Ese fue el eje convocante del Precoloquio de Instituto para el Desarrollo Empresarial de la Argentina (IDEA) Región Centro, que tuvo lugar la semana pasada en Rosario, desarrollado en un ambiente en el que flotaba una mezcla de mea culpa y la búsqueda de diferenciación respecto de los hechos que trascienden.
En este contexto, la Universidad Austral difundió un documento que aborda la cuestión de la corrupción y la necesidad de las empresas de cambiar su cultura de negocios y eviten prácticas reñidas con la ética. El informe, elaborado por Silvia Martino, docente de Ética, Empresa y Sociedad de la Austral, sostiene que la colaboración de las empresas es imprescindible en la lucha contra la corrupción y afirma que la agenda empresarial requiere de "más ética, más honestidad, una mirada de largo plazo, de sostenibilidad en el tiempo y de desarrollo". Agrega que la ética no es "la solución técnica, pero no hay solución sin ética".
-¿La investigación de los cuadernos puede ser un punto de inflexión en el modo de hacer en negocios en el país?, preguntó El Cronista a Martino.

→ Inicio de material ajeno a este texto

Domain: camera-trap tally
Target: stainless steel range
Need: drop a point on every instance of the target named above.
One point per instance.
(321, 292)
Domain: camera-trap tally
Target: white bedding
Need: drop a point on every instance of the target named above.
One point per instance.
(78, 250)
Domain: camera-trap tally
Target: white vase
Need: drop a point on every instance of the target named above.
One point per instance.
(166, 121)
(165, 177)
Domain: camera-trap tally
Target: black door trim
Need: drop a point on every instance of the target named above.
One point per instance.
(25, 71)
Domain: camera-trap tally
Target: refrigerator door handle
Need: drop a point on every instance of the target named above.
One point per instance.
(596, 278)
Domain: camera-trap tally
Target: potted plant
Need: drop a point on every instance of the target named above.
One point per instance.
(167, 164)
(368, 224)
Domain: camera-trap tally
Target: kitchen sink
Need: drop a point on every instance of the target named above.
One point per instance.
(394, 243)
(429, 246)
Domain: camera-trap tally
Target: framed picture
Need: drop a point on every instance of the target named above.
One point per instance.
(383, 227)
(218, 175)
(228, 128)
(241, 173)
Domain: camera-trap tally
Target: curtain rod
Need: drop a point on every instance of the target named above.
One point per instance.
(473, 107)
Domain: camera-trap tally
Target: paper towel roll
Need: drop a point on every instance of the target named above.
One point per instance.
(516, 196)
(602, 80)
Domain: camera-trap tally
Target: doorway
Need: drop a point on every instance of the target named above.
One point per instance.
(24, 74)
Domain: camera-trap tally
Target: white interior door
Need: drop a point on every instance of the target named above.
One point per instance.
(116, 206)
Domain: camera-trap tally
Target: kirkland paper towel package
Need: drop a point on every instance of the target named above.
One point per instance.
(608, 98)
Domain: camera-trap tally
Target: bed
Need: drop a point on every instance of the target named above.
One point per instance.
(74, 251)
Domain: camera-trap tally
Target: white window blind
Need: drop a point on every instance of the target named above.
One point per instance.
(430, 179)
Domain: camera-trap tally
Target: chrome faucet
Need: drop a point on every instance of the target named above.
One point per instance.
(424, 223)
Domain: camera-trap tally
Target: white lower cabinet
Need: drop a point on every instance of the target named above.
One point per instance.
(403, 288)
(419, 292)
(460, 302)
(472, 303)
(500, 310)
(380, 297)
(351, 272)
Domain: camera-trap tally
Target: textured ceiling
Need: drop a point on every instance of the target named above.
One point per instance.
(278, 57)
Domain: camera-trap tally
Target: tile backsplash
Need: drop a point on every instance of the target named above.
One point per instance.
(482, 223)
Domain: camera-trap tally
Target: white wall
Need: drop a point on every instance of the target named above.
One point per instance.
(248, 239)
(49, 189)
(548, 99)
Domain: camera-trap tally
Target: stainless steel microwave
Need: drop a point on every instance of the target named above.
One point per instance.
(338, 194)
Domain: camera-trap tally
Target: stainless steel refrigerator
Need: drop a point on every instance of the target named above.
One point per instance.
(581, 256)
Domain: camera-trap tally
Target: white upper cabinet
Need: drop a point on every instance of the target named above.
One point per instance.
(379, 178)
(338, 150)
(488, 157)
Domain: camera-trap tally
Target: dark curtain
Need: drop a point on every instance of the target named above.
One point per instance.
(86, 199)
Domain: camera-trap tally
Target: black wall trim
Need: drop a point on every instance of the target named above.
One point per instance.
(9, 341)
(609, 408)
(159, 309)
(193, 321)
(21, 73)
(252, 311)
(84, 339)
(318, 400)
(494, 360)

-"En los países en los que hubo situaciones de escándalo semejantes a lo que estamos viviendo aquí, como WorldCom y Enron en 2001 en Estados Unidos o casos en Brasil (Odebrecht, etc) claramente, fueron puntos de inflexión, a partir de los cuales se articularon diversos instrumentos, algunos vinculados al compliance, que son más bien formales dentro de las empresas, pero fundamentalmente todo un trabajo de la empresa hacia adentro, un cambio de su cultura empresarial".
En relación a los casos que se involucran a empresarios argentinos, la especialista sostiene que "nunca pasó algo así en el país y todo fue posible gracias al marco institucional que ofrecen la Ley del arrepentido y la Ley de Responsabilidad Penal de las Empresas".

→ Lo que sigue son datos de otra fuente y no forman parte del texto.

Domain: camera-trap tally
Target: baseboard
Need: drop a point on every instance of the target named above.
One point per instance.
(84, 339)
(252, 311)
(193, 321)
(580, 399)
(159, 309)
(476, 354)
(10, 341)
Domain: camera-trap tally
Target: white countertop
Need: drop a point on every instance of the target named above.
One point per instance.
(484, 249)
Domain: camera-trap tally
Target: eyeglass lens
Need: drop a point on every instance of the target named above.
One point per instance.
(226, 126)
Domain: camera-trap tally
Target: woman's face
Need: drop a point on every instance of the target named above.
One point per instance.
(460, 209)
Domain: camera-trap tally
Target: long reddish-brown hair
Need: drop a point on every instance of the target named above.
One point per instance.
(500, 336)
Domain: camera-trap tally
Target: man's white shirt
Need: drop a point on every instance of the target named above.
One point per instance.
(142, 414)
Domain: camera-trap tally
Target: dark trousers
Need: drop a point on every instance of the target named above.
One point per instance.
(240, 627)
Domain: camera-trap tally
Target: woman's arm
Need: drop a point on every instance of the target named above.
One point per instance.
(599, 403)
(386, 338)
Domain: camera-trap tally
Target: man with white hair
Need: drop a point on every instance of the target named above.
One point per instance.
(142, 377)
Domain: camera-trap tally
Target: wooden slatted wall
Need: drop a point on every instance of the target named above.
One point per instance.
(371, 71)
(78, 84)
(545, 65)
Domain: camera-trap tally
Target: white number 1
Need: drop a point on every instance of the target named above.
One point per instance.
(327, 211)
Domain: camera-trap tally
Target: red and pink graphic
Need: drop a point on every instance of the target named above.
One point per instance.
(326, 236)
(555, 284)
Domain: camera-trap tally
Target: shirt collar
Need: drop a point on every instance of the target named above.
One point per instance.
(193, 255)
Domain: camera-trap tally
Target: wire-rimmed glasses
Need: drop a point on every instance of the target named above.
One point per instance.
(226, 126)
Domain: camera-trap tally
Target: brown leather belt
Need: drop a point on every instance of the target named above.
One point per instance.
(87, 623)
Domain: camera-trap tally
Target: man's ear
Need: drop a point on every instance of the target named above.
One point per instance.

"En el encuentro de IDEA en 2014 se hizo una encuesta anónima entre los empresarios presentes si estaban dispuestos a pagar una extorsión, el 70% contestó que sí. Pero en ese momento no se reflexionó, todo el mundo estaba dispuesto a hacerlo porque no encontrábamos otra salida. Este fenómeno ya se había detectado en 2014 con mucha nitidez, sin embargo, los cuadernos no estaban. Fue necesario que surgieran para que dijéramos que esto no puede seguir así", apunta Martino, y aclara que hoy "la cuestión es si vamos a sostener esta postura o vamos a dejarlo pasar".